Титаническое тело Матроскина заслоняло солнце. Он шагал и по инерции давил под собой тучи. Всюду разлетались рои искр, небо отвечало на движение сыпчатой дымкой с багряной окаёмкой, а человек смотрел на небо и видел только гипнотический марш полосок и пылающие, подсвеченные скопища слегка грязноватой ваты.

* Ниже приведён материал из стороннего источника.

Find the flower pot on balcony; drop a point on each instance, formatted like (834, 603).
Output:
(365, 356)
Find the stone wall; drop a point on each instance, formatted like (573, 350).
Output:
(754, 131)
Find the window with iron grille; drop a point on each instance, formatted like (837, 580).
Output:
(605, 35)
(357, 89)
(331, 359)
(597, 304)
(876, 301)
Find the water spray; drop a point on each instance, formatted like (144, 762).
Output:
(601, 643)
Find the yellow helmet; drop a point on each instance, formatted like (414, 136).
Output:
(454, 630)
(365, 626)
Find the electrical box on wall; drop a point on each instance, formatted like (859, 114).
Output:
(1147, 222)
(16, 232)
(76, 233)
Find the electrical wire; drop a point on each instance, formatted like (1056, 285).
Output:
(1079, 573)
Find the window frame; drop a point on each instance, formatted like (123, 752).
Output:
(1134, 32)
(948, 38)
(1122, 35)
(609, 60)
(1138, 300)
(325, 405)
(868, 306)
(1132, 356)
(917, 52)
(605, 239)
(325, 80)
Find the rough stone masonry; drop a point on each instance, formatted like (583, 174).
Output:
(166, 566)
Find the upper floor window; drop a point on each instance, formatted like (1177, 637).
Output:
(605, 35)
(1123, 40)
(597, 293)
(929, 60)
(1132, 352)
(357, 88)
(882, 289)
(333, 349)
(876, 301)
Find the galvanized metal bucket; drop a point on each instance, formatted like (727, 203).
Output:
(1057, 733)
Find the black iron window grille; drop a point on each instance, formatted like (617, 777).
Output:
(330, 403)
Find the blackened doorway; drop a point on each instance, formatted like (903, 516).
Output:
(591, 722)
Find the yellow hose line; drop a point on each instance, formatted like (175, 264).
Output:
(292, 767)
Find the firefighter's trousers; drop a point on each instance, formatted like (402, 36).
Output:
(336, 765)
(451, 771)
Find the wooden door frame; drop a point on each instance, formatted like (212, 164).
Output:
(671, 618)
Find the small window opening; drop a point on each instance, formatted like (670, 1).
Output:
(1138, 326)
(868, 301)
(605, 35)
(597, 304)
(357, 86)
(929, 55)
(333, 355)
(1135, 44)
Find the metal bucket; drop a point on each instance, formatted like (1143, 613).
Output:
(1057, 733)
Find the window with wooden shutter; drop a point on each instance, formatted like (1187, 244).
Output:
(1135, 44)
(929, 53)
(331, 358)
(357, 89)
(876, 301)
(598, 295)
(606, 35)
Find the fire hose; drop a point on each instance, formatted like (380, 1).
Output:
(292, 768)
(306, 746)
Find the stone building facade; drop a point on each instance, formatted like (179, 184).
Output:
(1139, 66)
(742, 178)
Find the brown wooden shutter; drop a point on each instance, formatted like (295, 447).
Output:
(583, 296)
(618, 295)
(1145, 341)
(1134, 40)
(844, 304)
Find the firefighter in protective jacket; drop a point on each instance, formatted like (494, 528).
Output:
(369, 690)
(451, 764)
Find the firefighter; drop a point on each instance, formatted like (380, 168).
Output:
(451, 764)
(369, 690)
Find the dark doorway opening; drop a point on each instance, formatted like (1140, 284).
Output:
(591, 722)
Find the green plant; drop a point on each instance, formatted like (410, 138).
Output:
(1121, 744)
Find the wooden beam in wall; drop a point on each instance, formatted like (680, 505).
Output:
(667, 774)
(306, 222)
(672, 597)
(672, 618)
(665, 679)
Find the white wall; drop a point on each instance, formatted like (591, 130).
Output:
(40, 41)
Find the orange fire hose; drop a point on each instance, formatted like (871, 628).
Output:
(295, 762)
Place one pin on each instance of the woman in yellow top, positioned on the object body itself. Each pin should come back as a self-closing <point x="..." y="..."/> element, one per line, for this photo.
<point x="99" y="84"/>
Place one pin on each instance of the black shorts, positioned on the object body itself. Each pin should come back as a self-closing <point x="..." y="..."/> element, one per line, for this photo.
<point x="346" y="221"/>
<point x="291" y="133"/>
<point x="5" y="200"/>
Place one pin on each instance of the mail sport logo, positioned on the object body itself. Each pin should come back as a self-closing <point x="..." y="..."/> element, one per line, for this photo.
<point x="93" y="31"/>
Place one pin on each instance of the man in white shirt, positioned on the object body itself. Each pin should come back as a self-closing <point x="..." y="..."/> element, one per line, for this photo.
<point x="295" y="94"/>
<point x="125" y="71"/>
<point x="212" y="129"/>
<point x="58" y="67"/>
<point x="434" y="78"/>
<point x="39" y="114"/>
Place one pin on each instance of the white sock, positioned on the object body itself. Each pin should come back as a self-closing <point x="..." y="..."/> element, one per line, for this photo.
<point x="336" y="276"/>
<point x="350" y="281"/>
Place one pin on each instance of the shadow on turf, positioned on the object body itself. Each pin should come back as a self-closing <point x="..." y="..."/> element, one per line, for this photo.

К этому всё шло с начала пути. Здесь нет интриг и подвигов свободной воли — мутацию запустили ещё котёнку. Сначала он встал на задние лапы, потом научился подражать голосу, мыслить в пересмешку хозяев. И вскоре предохранители сорвались, что-то хрустнолу в механизме, и кот больше не мог притормозить на поворотах. Он летел всё быстрее и быстрее. И тем быстрее шёл его конец.
-—————————-
Начиналось всё так. Однажды, в коридоре мужду кухней и проходной, он вернулся к истокам — на 15 минут ему стало пливать, кто брат, а кто враг. Кто властен, а кто грешен. Он ринулся Шарику на шею, обхватил её сзади и с размаха вырвал кусман братоубийственного мяса. Котяра рвал, пока собака не оставила за собой лишь голый, прокажённый скелет. Судя по поражениям пористых тканей, костяным наростам, лишним рёбрам и позвонкам, парадоксально бесформенному черепу — с вмятинами и дуболобьем — любой сделал бы вывод, что виной тому — человек. Они, что принижали существо неразумное и были по условиям игры выше животных, — свои провалом и жадностью откормили чудовище, которое посмело распахнуть глаза и узреть запретный город.
-—————————-
Прошёл месяц. Кота сотрясал голод — он не мог больше отвести взгляд от кустовой пляски местных дворняг. Слюна капала на ступни — её уже никак не сдержать. Он должен, должен, хочу, должен вобрать эти хрупкие, малюсенькие тельца. Ведь ты же мой верный друг, мы не расстанемся никогда. Так ведь, Шарик? Матроскин улыбнулся во весь рот. Острозубый оскал сразу же впился в правую щёку. Кот напрягся, кровь затекла, он поперхнулся.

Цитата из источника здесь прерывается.